Última revisión
25/08/2026
La DGT niega la exención en IRPF a indemnizaciones por daños previas a 2026

La Dirección General de Tributos, en la consulta vinculante (V0526-26), de 5 de marzo de 2026, analiza la tributación en el IRPF de una indemnización por daños y perjuicios satisfecha a una persona que participó voluntariamente en un ensayo clínico y sufrió una perforación gástrica tras una intervención quirúrgica. La compensación se pactó de forma extrajudicial con la aseguradora el 25 de agosto de 2025 y, según concluye el centro directivo, no puede acogerse a la exención del artículo 7.d) de la LIRPF en ese ejercicio.
El criterio de la DGT en la consulta V0526-26
La resolución parte de la redacción del artículo 7.d) de la LIRPF, que declara exentas las indemnizaciones por responsabilidad civil por daños personales en la cuantía legal o judicialmente reconocida. A partir de esa premisa, la DGT recuerda que, para aplicar este primer supuesto de exención, no basta con que exista un daño personal indemnizable: es necesario que la cuantía haya quedado fijada por la ley o por una resolución judicial. Cuando el importe procede de un acuerdo extrajudicial alcanzado directamente entre las partes, sin ese reconocimiento legal o judicial, la renta no queda amparada por esa exención.
En el caso consultado, precisamente, la indemnización derivaba de un pacto directo entre la afectada y la entidad aseguradora para poner fin a la controversia, por lo que la DGT descarta la aplicación de la exención prevista en el primer párrafo del artículo 7.d) de la LIRPF.
La ampliación de la exención introducida por la LO 1/2025
La consulta también resulta relevante porque explica el alcance temporal de la ampliación de la exención introducida por la Ley Orgánica 1/2025, de 2 de enero, de medidas en materia de eficiencia del Servicio Público de Justicia. Esa reforma añadió un segundo párrafo al artículo 7.d) para extender la exención a determinadas indemnizaciones por daños físicos o psíquicos satisfechas por la aseguradora del causante del daño cuando deriven de un acuerdo de mediación o de otro medio adecuado de solución de controversias legalmente establecido, siempre que intervenga un tercero neutral, el acuerdo se eleve a escritura pública y la cuantía no supere la resultante de aplicar el baremo de tráfico.

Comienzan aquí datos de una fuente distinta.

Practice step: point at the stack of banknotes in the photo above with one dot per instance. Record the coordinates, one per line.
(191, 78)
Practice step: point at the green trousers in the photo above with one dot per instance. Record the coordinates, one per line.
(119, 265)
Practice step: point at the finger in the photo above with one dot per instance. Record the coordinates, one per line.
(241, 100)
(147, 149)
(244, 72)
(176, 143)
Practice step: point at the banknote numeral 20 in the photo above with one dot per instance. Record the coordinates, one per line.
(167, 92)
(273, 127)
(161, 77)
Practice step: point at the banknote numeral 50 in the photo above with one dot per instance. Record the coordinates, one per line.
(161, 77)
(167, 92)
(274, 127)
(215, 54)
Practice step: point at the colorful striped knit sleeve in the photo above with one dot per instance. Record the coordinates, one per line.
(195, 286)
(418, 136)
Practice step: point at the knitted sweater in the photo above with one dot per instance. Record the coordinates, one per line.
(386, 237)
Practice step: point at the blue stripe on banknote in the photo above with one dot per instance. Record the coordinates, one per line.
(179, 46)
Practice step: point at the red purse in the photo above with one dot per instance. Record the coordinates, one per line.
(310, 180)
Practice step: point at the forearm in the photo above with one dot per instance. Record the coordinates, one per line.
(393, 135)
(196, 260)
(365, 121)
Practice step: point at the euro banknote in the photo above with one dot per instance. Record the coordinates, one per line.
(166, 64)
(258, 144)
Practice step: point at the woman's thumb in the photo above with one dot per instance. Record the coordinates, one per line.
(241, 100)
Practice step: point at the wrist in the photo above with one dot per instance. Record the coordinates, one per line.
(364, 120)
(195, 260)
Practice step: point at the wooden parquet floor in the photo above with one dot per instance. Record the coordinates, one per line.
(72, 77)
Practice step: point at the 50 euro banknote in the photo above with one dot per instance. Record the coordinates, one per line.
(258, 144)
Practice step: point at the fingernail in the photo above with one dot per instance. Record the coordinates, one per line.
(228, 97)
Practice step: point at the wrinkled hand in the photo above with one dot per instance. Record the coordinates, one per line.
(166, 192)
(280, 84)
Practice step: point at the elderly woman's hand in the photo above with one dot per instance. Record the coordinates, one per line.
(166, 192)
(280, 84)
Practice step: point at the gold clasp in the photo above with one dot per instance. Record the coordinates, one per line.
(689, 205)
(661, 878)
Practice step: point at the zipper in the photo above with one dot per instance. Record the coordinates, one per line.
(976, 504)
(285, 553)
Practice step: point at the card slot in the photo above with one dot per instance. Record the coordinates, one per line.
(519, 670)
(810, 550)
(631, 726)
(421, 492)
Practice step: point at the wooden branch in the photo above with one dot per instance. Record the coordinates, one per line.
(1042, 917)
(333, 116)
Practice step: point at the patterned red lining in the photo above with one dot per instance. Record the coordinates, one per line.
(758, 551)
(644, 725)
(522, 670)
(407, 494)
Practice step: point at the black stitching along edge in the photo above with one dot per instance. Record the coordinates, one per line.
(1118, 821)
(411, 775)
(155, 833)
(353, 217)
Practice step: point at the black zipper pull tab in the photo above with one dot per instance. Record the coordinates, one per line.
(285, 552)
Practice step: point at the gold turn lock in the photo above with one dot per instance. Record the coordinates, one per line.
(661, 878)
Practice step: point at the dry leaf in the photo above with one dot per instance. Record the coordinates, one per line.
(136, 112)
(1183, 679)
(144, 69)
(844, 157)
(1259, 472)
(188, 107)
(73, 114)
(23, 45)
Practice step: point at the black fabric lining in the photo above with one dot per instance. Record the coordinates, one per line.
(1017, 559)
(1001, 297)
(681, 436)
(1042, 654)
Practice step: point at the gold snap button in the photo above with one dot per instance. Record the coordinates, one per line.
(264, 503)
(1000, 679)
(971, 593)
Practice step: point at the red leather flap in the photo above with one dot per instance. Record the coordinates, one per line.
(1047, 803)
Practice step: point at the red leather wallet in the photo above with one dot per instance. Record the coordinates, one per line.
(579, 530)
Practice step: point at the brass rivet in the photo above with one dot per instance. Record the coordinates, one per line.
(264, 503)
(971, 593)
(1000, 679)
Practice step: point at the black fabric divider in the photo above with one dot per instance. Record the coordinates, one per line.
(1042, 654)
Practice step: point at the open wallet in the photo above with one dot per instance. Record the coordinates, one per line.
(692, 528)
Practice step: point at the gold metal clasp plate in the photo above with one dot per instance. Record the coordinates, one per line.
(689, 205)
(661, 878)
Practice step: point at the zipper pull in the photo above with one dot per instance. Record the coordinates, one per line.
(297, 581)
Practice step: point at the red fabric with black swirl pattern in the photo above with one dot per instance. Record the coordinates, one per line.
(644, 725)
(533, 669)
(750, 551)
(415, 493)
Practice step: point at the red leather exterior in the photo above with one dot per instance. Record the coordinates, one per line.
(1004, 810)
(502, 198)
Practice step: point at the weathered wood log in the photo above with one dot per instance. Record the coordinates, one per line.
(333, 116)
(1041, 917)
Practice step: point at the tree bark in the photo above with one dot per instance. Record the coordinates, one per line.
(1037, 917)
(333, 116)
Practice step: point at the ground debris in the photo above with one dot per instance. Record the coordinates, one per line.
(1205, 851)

Se trata, por tanto, de una novedad que amplía el perímetro de la exención para supuestos en los que la indemnización no deriva de sentencia ni de cuantía legal tasada, pero sí de mecanismos formalizados de solución de controversias con las garantías exigidas por la norma.

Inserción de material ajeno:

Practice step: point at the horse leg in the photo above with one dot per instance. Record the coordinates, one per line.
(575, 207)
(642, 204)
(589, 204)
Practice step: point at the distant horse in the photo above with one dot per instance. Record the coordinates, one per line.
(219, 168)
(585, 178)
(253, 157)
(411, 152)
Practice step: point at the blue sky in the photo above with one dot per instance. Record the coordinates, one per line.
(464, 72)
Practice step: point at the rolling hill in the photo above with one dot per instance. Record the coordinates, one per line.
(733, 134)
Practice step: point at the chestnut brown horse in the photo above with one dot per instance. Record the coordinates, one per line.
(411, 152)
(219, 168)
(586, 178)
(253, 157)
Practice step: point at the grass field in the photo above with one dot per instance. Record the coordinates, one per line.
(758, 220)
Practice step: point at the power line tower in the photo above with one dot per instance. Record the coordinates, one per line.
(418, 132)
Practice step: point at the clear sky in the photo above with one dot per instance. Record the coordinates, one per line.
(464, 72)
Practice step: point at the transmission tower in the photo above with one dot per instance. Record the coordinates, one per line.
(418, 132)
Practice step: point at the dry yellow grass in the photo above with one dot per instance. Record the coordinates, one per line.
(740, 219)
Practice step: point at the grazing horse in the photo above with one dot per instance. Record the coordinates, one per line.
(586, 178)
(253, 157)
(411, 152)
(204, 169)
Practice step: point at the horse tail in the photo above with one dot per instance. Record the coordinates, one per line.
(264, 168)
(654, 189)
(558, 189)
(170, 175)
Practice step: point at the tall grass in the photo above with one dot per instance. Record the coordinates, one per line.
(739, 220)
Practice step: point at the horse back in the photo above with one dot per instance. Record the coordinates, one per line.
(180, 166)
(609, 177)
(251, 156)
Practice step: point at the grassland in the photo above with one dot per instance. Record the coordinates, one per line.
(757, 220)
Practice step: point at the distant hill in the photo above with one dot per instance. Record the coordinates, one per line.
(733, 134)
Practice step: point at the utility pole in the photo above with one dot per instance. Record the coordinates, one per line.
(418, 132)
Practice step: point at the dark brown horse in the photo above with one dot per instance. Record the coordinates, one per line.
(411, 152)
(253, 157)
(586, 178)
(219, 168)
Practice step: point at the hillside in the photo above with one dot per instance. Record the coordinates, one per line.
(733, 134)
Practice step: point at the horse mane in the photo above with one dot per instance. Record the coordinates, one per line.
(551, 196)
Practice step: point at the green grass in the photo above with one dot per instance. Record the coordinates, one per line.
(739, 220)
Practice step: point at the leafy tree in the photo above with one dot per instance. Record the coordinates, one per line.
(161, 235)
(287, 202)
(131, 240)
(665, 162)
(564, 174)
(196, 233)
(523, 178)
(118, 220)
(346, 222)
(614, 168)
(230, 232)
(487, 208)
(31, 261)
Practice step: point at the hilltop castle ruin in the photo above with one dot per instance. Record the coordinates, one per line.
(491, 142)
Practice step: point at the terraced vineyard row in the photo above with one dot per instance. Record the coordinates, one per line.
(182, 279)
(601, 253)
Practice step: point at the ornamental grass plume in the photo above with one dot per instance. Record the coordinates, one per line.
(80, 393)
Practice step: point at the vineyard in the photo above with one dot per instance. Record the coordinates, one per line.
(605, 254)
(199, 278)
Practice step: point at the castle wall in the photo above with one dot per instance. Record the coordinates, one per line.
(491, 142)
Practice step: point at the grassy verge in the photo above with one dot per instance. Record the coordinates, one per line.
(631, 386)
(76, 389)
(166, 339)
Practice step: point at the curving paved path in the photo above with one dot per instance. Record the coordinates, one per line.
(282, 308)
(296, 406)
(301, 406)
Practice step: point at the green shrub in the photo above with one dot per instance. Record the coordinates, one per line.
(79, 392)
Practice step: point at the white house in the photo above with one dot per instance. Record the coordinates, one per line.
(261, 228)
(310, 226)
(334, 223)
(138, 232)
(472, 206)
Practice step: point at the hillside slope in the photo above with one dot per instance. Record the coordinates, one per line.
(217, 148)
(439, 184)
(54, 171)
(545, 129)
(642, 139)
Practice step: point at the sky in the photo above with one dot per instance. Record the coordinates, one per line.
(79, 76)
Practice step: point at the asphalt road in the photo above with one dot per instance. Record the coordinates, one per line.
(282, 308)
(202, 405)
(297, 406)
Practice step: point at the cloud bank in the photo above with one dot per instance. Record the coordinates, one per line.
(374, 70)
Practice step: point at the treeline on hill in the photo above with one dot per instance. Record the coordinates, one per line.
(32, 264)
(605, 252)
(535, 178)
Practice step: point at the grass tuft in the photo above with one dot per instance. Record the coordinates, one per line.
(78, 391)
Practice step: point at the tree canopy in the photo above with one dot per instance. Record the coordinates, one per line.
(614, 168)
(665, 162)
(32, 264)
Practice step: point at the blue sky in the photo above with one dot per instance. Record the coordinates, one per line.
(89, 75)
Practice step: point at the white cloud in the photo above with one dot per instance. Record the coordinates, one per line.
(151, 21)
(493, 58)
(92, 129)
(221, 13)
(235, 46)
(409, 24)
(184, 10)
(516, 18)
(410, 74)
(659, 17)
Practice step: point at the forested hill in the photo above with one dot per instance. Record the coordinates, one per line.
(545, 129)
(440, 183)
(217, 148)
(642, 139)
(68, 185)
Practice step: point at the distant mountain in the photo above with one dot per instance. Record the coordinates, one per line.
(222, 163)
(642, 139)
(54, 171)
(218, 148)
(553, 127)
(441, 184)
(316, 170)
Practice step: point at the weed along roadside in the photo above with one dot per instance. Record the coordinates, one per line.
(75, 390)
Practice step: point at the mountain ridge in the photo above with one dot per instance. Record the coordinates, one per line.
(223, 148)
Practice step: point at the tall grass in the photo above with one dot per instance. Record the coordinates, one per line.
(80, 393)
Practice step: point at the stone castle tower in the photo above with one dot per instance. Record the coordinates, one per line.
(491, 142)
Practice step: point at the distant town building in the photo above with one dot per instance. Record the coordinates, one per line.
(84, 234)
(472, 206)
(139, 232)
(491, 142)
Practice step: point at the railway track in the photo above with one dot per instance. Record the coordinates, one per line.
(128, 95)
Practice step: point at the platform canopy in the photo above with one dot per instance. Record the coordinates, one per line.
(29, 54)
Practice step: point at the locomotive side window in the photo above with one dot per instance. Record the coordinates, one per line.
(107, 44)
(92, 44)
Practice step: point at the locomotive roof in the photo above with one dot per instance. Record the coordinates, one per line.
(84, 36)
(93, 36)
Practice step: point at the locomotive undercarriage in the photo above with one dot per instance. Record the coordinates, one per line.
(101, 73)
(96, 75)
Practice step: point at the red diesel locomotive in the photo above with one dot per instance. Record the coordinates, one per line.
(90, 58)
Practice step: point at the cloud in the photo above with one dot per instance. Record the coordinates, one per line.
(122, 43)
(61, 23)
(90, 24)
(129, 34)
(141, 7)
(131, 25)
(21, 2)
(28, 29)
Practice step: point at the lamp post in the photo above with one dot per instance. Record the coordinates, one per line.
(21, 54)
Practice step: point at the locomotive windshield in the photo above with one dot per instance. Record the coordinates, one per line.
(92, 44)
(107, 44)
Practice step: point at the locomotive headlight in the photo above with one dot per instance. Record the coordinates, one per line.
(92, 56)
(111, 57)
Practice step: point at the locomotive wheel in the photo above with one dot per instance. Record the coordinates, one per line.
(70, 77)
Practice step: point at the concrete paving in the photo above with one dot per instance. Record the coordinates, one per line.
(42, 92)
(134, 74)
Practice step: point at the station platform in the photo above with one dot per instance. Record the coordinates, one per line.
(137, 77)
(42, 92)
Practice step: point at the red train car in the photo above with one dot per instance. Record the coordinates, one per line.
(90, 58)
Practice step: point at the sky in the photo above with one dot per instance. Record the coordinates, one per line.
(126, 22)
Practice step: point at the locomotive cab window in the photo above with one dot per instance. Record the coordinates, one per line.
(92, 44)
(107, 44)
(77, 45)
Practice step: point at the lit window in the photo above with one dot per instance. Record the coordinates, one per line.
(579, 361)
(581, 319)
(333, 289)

Por qué no se aplica a indemnizaciones satisfechas antes de 2026
La clave de la resolución está en que la DGT rechaza aplicar esa ampliación al supuesto analizado por una razón estrictamente temporal. Conforme al artículo 10.2 de la Ley General Tributaria, las normas tributarias no tienen efecto retroactivo salvo previsión expresa, y en el IRPF se aplican a los períodos impositivos iniciados desde su entrada en vigor. Como el período impositivo del IRPF coincide con el año natural, el primer ejercicio al que puede proyectarse esta nueva redacción es el 2026. Por ello, la Dirección General de Tributos afirma que no cabe aplicar la nueva exención a indemnizaciones satisfechas antes del 1 de enero de 2026, como ocurría en el caso planteado, en el que el acuerdo y el pago se situaban en 2025.
Qué cambia en la práctica
La consulta deja una consecuencia práctica clara: las indemnizaciones por daños personales satisfechas antes de 2026 al margen de reconocimiento legal o judicial y nacidas de un acuerdo directo entre las partes no pueden beneficiarse de la nueva ampliación del artículo 7.d) de la LIRPF. A partir de 2026, en cambio, sí puede abrirse la puerta a la exención en determinados acuerdos extrajudiciales, pero solo si encajan exactamente en los requisitos legales: medio adecuado de solución de controversias, intervención de tercero neutral, elevación a escritura pública y respeto del límite cuantitativo correspondiente.